Sims is expected to make his commitment to the Cowboys official next week on signing day — the running back's brief flirtation with TCU and Baylor seems to have passed after a visit to Stillwater last weekend — and he could be good enough to play a significant role next season. Still, what he does on the field is never going to be more impressive than what he has already done off it.
Sims is a survivor of abuse.
The beatings began one night when his mother and stepfather returned to their Abilene, Texas, home after going to a movie. Something set off his stepdad, who became enraged with the three kids. He tied their feet to the bunk beds, tied their hands to a door knob and started whooping them.
Sims was only 6 or 7 years old.
His siblings were even younger.
“He used an extension cord and his fist,” Sims told the CBS television affiliate in Abilene. “It just went on for days and days.”
A teacher eventually noticed that Sims' younger brother was having trouble sitting down in class. Authorities were alerted, and arrests were made.
Sims' stepfather was sentenced to 25 years to life in prison for the abuse, and his mother was sentenced to eight years for not reporting it.
Because she had been incarcerated for several years for other crimes when Sims was just a baby, she missed almost 16 years of his life. That meant he lived with grandparents, with aunts and uncles, even with friends from time to time.
It was a recipe for disaster.
For awhile, Sims was headed for trouble. He acted up in class. He talked back to teachers.
But he always had this dream.
“I'm going to play for the Cowboys one day,” he told his mom when he was only 4 years old.

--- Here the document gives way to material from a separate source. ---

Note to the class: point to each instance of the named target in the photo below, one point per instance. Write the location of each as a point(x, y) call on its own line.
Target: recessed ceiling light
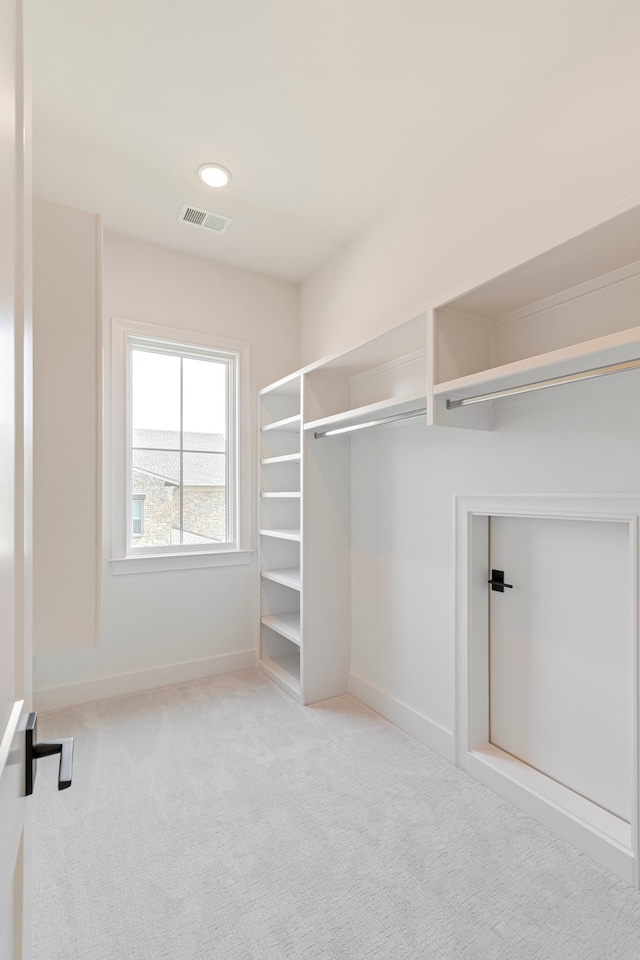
point(214, 175)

Not the OSU Cowboys. The Dallas Cowboys.
Somewhere along the way, Sims realized that he had to stay out of trouble if he ever wanted to live his dream. He had to be different from those around him. He had to avoid the pitfalls that so many in his family had.
When his mom was released from prison this past fall, it was the first time that all of his grandma's children had been out of jail at the same time.
Sims decided to break that cycle.
Now, his coaches rave about him, and his classmates flock to him. He is loved not only for the player that he has become but also for the person that he is.
Is he perfect?
Of course not, but the teenager who's already been featured on MTV and hyped during the Army All-American Game seems to have better-than-average head on his shoulders. He takes his math classes seriously, for example, because the skills will be important one day for money management.
Will it be NFL money? That remains to be seen, but as speedy and skilled as the 5-foot-10, 190-pound tailback is, his greatest attribute may be his strength.
We're not just talking his bench press, either.
This past fall, Sims separated his shoulder in the second game of the season. The injury occurred in the first half, and with the pounding that a running back takes, no one expected him to return.
But with his team struggling in the second half, Sims returned and spurred Abilene to victory.
Watching him play, you can see that Herschel Sims is the best player in OSU's recruiting class.
Considering his story, you can argue that there's no stronger person in that group, either.